Top Foods for Your Respiratory System

Article by Graciela Corrales
respiratory system

A wonderful article by our Nutrition Ambassador, Graciela Corrales. Check out her page for more posts.

The respiratory system is composed mainly of the trachea, throat, lungs and nose.


Its primary function is to inhale fresh oxygen into the lungs and exhale old air in the form of carbon dioxide. Unfortunately,  sometimes things such as air pollutants, sinus infections, microbes and allergies can cause inflammation in the airways and lungs, making harder to breathe.

Being active, not smoking, and avoiding pollution are some ways to improve breathing and support lung health. But did you know that certain foods can help as well?


1.  According to data published in the American Journal of Physiology, a diet rich in antioxidants may improve lung function and protect against the progression of chronic obstructive pulmonary disease (COPD)  (1).   Flavonoids in blueberries, strawberries, cherries, blackberries, grapes, radishes and blackcurrants are a good example.


2.  Green, red and orange vegetables are rich in carotenoids. Carotenoid-rich foods such as carrots, tomatoes, pumpkin, squash, tangerines and sweet potatoes may have a protective effect against lung cancer. A recent review of eighteen prospective studies found a positive correlation between reduced lung cancer risk and higher concentrations of several carotenoids and retinol in the blood (2).


3. Green tea contains catechin, a potent anti-inflammatory compound with therapeutic potential. Its consumption may have positive effects in pulmonary conditions such as bronchitis, asthma and emphysema (3).


4. Vitamin E has shown to boosts antioxidant defence, protect cell membrane and enhance immune function. It may lower the risk of contracting upper respiratory tract infections, especially the common cold. Excellent sources are avocados, raw seeds and nuts such as almonds, walnuts, Brazil nuts, sunflower seeds, pumpkin seeds and flaxseed (4).


5. Honey has had a remarkable place in traditional medicine for centuries. It has been reported to contain about 200 healing substances that work together to provide a synergistic antioxidant, anti-anxiety, anti-inflammatory and antibacterial effect. It has been shown to aid common lung and chest infections, as well as those caused by chronic diseases such ascystic fibrosis, and pneumonia (5).


6. Zinc has shown to support the immune system and may be beneficial, reducing the duration and severity of symptoms of the common cold (6). Oysters, spinach, pumpkin seeds, beans, cashews and wheat germ are excellent sources.


7. Allicin, a substance found in garlic, has proven a variety of antimicrobial activities and it is commonly used in naturopathic medicine as an antiviral, antifungal and antiparasitic agent. To benefit from its therapeutic effect, it must be consumed raw or as a supplement (7).


What we put on our plates can dramatically affect our health. The above is just an example of some of the foods that have shown to strengthen the respiratory system, helping us to fight infections and reduce inflammation.
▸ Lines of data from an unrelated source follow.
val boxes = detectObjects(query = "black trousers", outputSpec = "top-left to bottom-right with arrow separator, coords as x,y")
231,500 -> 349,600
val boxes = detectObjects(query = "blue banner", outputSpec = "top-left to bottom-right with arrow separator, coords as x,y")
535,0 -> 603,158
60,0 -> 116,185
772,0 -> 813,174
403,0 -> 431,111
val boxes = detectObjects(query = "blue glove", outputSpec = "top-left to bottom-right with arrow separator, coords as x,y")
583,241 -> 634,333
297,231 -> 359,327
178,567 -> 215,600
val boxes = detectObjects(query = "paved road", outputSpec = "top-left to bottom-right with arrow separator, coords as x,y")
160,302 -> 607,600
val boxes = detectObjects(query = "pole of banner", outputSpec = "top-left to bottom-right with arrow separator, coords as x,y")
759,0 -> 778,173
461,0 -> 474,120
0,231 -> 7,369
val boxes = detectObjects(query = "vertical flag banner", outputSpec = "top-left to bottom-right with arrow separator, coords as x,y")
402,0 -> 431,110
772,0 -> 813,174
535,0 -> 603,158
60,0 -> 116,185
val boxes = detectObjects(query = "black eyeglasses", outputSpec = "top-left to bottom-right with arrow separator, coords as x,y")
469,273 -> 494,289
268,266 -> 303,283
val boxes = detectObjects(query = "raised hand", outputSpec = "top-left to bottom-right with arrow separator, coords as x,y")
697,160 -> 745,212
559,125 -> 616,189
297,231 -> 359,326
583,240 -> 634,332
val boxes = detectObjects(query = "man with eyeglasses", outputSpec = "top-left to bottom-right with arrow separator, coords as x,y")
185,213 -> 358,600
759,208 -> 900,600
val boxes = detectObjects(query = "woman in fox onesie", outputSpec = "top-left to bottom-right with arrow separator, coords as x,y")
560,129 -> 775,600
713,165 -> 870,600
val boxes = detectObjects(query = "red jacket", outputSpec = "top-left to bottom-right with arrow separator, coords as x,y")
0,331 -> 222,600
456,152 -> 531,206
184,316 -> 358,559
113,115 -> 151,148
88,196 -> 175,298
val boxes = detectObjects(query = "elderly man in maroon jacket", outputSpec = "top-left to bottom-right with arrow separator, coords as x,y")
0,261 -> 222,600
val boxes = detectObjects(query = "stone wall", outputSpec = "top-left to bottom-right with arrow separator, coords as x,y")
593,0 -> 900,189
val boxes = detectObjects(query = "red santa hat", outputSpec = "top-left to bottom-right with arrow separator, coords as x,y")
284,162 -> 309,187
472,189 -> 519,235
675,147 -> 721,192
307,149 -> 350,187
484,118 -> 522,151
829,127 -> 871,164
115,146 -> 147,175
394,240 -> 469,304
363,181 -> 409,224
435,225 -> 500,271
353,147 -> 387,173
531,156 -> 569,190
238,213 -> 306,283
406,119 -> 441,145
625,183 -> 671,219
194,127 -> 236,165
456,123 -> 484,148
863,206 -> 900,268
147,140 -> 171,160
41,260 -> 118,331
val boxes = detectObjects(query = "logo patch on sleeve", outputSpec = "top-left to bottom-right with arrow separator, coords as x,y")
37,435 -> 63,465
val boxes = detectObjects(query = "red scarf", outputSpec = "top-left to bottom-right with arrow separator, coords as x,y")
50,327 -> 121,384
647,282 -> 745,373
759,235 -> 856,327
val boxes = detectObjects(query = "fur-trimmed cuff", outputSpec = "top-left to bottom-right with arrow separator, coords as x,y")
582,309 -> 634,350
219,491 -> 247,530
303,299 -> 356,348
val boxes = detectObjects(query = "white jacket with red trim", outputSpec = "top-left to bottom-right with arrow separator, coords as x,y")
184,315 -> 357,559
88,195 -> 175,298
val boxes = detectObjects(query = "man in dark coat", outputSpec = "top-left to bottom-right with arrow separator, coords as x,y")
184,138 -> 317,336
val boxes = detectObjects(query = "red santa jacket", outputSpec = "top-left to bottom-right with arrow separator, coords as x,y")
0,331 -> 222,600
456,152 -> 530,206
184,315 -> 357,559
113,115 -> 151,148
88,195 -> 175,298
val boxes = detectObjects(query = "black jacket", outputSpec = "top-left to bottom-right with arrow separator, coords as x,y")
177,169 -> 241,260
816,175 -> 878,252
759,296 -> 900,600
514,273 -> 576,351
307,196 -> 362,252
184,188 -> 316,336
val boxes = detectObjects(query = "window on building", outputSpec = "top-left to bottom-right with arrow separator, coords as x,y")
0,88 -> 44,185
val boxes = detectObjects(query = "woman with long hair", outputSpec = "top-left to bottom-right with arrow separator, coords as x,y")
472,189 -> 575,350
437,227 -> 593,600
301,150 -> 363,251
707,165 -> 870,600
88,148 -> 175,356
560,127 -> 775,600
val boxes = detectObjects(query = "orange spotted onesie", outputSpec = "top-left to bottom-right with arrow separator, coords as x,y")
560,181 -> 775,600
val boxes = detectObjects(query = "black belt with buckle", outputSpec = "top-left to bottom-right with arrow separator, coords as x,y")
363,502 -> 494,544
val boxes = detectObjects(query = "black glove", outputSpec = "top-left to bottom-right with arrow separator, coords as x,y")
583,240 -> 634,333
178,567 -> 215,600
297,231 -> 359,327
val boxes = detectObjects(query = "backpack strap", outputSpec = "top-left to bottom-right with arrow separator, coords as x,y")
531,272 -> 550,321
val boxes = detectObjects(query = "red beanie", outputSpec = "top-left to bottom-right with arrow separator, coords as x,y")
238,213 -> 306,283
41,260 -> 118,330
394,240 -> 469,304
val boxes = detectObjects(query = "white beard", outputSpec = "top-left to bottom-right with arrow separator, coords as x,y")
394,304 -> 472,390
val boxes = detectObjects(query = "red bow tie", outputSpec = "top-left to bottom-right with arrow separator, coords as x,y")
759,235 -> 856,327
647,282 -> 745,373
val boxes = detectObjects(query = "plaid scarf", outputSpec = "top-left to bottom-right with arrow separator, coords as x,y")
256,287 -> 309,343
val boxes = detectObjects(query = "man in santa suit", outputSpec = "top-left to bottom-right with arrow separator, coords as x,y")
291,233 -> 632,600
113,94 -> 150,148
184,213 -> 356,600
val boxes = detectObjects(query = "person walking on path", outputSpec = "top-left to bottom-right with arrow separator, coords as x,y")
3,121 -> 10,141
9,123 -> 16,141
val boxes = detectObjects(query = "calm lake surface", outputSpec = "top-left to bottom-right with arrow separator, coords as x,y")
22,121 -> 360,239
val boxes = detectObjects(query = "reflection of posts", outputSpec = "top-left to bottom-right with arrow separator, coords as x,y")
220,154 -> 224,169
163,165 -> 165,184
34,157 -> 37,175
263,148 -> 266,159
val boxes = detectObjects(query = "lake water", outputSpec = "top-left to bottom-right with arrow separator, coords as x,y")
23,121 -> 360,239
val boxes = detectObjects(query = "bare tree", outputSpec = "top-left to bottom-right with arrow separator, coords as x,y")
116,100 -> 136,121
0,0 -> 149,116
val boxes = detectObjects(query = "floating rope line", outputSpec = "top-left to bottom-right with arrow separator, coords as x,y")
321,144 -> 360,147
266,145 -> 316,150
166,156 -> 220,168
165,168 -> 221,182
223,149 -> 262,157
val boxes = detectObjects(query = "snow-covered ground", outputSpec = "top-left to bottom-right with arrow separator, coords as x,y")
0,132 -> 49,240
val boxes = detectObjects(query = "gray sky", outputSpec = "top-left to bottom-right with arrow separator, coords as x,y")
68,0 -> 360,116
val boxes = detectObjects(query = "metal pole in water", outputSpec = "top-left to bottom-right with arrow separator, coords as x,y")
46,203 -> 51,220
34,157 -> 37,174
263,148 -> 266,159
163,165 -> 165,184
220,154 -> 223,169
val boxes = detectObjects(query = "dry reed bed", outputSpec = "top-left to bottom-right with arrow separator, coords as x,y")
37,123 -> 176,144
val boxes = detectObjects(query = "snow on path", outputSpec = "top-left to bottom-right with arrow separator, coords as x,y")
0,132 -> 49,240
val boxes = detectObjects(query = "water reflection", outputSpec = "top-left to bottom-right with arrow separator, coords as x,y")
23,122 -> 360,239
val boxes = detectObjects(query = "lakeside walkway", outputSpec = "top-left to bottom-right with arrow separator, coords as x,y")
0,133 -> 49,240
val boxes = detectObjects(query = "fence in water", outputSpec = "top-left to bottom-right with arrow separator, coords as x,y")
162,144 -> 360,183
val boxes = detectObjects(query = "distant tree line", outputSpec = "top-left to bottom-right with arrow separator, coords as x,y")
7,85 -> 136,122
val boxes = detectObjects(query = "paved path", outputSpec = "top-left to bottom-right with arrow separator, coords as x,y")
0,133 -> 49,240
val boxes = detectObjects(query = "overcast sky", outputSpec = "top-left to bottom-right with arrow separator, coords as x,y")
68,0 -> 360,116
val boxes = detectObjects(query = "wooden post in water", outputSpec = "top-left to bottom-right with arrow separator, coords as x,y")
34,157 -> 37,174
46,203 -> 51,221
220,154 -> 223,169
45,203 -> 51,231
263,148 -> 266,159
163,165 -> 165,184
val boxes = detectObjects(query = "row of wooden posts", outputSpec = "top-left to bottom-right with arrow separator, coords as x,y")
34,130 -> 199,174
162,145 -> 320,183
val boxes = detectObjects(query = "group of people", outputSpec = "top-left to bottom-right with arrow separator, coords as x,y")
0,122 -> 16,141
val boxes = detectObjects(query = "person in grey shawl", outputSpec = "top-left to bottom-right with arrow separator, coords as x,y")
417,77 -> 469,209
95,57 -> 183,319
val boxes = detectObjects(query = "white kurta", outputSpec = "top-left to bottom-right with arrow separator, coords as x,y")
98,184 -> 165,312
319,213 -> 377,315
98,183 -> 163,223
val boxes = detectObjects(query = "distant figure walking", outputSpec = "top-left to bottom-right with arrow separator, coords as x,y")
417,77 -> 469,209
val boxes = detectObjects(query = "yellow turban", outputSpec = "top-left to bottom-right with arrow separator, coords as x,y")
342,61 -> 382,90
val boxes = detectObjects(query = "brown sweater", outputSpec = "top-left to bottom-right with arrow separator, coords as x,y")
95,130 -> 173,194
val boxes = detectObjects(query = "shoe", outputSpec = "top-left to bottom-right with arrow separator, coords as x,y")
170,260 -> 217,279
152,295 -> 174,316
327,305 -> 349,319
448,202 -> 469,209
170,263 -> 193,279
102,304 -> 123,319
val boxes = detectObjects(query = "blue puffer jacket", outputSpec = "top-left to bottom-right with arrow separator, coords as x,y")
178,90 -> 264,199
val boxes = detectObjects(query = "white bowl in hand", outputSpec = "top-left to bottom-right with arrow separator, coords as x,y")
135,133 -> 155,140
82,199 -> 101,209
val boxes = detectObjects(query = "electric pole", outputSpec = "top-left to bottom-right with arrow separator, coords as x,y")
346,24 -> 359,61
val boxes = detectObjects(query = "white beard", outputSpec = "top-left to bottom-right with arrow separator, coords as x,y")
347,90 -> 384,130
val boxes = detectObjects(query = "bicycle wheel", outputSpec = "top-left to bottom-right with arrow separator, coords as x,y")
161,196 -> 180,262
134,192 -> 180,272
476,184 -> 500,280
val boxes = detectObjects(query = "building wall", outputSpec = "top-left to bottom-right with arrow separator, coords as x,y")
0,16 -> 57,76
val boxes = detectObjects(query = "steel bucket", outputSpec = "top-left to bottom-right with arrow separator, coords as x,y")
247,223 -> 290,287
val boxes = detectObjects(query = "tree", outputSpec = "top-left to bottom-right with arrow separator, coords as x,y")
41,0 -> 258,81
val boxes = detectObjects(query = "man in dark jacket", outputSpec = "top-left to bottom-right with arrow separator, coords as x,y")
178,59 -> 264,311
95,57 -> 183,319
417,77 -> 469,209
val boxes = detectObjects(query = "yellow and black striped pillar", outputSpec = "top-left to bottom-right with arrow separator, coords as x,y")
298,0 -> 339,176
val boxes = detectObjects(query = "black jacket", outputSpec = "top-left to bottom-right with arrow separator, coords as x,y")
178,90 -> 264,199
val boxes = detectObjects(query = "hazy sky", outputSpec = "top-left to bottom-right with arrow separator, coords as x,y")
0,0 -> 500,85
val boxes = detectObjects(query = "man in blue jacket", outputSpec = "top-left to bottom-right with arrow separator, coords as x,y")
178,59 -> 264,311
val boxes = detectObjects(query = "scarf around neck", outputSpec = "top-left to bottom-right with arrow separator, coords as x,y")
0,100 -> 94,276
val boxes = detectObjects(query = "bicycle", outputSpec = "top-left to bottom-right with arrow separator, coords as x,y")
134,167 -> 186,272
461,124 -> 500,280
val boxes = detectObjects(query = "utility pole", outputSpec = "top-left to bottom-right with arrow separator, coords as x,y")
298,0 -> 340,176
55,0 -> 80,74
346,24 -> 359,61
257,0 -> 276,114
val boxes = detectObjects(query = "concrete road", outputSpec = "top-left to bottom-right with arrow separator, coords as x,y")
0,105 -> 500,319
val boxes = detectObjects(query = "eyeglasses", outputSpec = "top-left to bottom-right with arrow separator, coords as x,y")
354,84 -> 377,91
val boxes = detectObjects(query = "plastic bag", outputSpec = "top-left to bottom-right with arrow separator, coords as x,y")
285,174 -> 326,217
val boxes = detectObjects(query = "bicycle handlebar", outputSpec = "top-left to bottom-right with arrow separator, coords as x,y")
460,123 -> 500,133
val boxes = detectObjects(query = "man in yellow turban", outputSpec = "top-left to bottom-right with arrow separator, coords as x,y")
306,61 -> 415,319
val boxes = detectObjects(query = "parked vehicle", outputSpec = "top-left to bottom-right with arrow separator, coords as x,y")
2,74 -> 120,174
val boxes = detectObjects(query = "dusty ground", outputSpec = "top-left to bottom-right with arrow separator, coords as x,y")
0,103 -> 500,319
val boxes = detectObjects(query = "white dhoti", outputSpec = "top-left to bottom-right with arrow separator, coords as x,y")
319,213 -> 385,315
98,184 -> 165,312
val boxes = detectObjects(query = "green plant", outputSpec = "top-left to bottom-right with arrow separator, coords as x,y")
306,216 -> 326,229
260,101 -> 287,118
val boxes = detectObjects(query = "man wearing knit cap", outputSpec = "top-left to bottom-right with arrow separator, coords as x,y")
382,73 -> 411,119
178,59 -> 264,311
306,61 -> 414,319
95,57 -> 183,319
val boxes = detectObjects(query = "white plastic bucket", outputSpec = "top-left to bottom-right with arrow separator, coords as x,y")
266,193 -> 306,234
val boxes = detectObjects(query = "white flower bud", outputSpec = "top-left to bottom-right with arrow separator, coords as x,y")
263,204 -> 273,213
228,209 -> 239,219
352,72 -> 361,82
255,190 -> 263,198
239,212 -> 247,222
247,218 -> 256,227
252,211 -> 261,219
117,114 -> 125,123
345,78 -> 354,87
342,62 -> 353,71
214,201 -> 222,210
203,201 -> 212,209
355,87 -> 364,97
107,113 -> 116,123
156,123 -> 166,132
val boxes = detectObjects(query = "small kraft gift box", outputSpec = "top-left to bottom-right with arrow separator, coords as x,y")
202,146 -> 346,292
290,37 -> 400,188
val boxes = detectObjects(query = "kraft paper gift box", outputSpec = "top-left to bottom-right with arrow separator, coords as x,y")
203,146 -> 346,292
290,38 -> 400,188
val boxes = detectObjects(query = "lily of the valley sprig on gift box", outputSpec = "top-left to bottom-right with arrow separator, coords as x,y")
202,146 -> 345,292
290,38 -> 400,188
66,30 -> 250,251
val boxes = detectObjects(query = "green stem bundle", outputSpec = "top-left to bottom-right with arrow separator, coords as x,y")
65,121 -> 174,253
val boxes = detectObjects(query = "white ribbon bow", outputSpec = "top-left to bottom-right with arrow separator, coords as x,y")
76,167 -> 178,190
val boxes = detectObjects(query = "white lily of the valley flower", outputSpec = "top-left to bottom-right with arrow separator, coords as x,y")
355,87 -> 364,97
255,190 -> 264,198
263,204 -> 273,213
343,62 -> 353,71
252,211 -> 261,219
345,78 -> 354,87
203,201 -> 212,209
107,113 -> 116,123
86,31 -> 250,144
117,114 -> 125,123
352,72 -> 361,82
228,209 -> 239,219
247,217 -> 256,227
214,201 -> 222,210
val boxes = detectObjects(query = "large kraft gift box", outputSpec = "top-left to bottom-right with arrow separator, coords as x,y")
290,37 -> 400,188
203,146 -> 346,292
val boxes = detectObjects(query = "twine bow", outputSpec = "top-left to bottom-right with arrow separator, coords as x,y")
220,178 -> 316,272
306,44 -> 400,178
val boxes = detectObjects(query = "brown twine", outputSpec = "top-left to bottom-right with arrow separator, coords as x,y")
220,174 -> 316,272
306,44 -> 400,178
Introducing them daily in your diet can help you to promote an optimal respiratory health.



1. Rossman, Matthew J. et al. “Oral Antioxidants Improve Leg Blood Flow during Exercise in Patients with Chronic Obstructive Pulmonary Disease.” American Journal of Physiology – Heart and  Circulatory  Physiology  309.5  (2015):  H977–H985.  PMC.  Web. 15  Mar. 2017.

2. Abar,  Leila et  al. “Blood  Concentrations of  Carotenoids and  Retinol  and Lung  Cancer Risk: An  Update of  the  WCRF–AICR  Systematic  Review of  Published  Prospective Studies.” Cancer Medicine 5.8 (2016): 2069–2083. PMC. Web. 15 Mar. 2017.

3. Massimo  Donà et  al.  “Neutrophil  Restraint by  Green  Tea:  Inhibition of  Inflammation, Associated  Angiogenesis, and  Pulmonary  Fibrosis” The  Journal of  Immunology 170.8 (2003): 4335-4341; DOI: 10.4049/jimmunol.170.8.4335

4. Hanson, Corrine et al. “Serum Tocopherol Levels and Vitamin E Intake Are Associated with Lung  Function in the Normative Aging Study.” Clinical nutrition (Edinburgh, Scotland) 35.1 (2016): 169–174. PMC. Web. 15 Mar. 2017.

5. Eteraf-Oskouei,  Tahereh,  and  Moslem  Najafi. “Traditional and  Modern  Uses of  Natural Honey in Human Diseases: A Review.” Iranian Journal of Basic Medical Sciences 16.6 (2013): 731–742. PMC. Web. 16 Mar. 2017.

6. Hulisz Dl.  Efficacy of zinc against common cold viruses: an overview Journal of the American Pharmacy Association 44(5)(2003):594-603. PMC. Web. 15 Mar. 2017.

7. Farrell  Frankel, et al. Health Functionality of Organosulfides:  A Review. 19:3  (2016) International Journal of Food Properties, 537-548. PMC. Web. 15 Mar. 2017.